Sunday Reading

Written By: - Date published: 9:30 am, February 17th, 2013 - 3 comments
Categories: interweb - Tags: , ,

My regular Sunday piece of interesting, longer, deeper stories I found during the week. It’s also a chance for you to share what you found this week too. Those stimulating links you wanted to share, but just didn’t fit in anywhere (no linkwhoring).  This week: Billionaire interest groups, sex tapes and romantic love?

Sorry no post last week – the server was down late on the Saturday night when I wanted to write it…

The Guardian has uncovered a vast climate denial network funded by billionaires – as covered by Mother Jones.  They also cover the investigation of FreedomWorks, a billionaire Koch’s funded non-profit that trains hard-right Republican activists, and now having trouble with a video of a fake panda giving a fake Hillary Clinton fake oral sex, which the company deputy CEO starred in…

On a less smutty note, Mother Jones also cover the brain differences between Democrats and Republicans – and how beliefs shape the brain and vice-versa.

In the Guardian the call is for a left answer to ‘compassionate conservatism’, that chimes with the public.  Meanwhile a Guardian columnist has now become a UK Labour by-election candidate, with some interesting (very FPP-centric) comments:

You can’t just be your normal everyday self in democratic politics. You have to put on clothes you wouldn’t normally wear – metaphorically and literally. Lots of us on the left like the idea of not conforming, of each doing our own thing. Another phrase for this is “losing elections”. Is that why the left has not built enough on past victories, because we are more comfortable protesting than governing? Just by having had turns in power the Labour party is seen by many as part of the establishment, and so purists keep themselves untainted by sneering at any party that could win and actually pass legislation.

The New Yorker looks at how a higher minimum wage pretty much always works.

A quick reminder about how the Finnish education system is so much better the US one (and a hint as to which direction we should be heading).

And finally, in Valentine’s week, a viewpoint against romantic love – and a call to stand in love, rather than fall in love.

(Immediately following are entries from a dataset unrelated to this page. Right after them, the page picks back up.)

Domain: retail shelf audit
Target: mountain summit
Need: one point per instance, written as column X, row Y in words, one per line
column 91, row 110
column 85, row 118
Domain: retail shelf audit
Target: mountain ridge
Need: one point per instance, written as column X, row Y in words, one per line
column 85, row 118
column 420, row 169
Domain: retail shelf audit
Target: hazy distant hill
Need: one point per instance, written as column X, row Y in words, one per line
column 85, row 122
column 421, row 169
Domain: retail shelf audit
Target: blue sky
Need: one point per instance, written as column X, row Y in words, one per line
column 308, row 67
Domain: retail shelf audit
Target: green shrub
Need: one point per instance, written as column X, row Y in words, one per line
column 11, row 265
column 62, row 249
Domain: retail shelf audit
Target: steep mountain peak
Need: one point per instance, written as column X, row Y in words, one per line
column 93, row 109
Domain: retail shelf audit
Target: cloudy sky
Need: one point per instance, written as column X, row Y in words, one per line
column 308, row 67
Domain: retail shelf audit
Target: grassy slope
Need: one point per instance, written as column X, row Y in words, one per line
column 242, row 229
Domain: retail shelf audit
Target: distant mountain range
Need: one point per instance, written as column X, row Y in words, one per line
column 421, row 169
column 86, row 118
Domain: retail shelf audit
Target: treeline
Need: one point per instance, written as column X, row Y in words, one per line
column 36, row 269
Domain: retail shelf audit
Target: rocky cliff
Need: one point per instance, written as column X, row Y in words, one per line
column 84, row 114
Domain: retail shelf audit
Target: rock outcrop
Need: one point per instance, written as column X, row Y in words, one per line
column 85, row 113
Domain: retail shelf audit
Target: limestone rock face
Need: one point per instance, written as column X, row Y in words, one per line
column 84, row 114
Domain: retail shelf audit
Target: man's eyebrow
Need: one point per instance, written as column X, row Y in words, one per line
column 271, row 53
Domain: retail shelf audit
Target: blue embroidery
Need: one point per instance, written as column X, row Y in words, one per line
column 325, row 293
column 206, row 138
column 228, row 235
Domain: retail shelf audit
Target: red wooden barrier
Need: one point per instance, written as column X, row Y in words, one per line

3 comments on “Sunday Reading ”

  1. joe90 1

    Matt Taibbi’s Gangster Bankers: Too Big to Jail, drone home, Oliver Sacks on drugs, what is love, a bacterial world, the passing of Jungleyes Love and Marx at 193.

    • Joe90 had a quick read of Marx at 193.

      http://www.lrb.co.uk/v34/n07/john-lanchester/marx-at-193

      The writer says that Marx today got most things right, but that society is much more complex today than Marx could have envisaged.

      Yet the examples of ‘complexity’ he gives are such as a more ‘complex’ class system with lots of mixed identities rather than based on any one class position. Eg he claims that workers can also be bourgeois by virtue of being in pension funds. Tell that to the so-called middle class in the US whose Pension Funds have been stolen by owners! This is perhaps the basis of his claim that in the West the bourgeoisie are the majority class!!

      Second, he says that the working class is fragmented between and within countries rather than being internationally united force. Eg the massive Foxconn workforce in China won a big wage increase not by striking but through a NYT article exposing the rash of suicides. So Apple was forced to respond to global public opinion of a world working class (of consumers yes) that condemned its super-exploitation. Here we have to balance disunity that leads to suicides and unity that is expressed in its power of global consumption.

      His third example is Marx failure to predict the destruction of nature. This is outright wrong. Marx saw capitalism becoming increasingly destructive of the forces of production which are in the main nature, both as the source of raw materials, and human labour power. Global warming etc is the working out of this prediction in the deep structures of nature, just as is the rising global movement of humanity as workers to stop the destruction of capitalism.

      The relevant point here is that writer says that what let Marx down was his rejection of ‘empiricism’ which he defined as a preoccupation with surface forms rather than deep structures. This is the writers position and I would say that it leads him to say that the nature of capitalism has qualitatively changed as it surface complexity has increased. Yet the deeper dynamics that are driving capitalism continue to polarise classes in the extreme and I would suggest make Marx even more relevant at age 193.

  2. Afewknowthetruth 2

    Yeah, there’s so much corruption and lies at the top these days it’s hard to keep up, so it’s best to assume everything official is corrupt or a lie until proven otherwise. As Max and Stacey on the Keiser Report note, wait for something to be officially denied: then you know it’s true.

    The hilarious part was David Cameron saying that money-printing does not cause devaluatiion, it just increases competitiveness. .

    The race to the bottom is on, with the currency wars underway.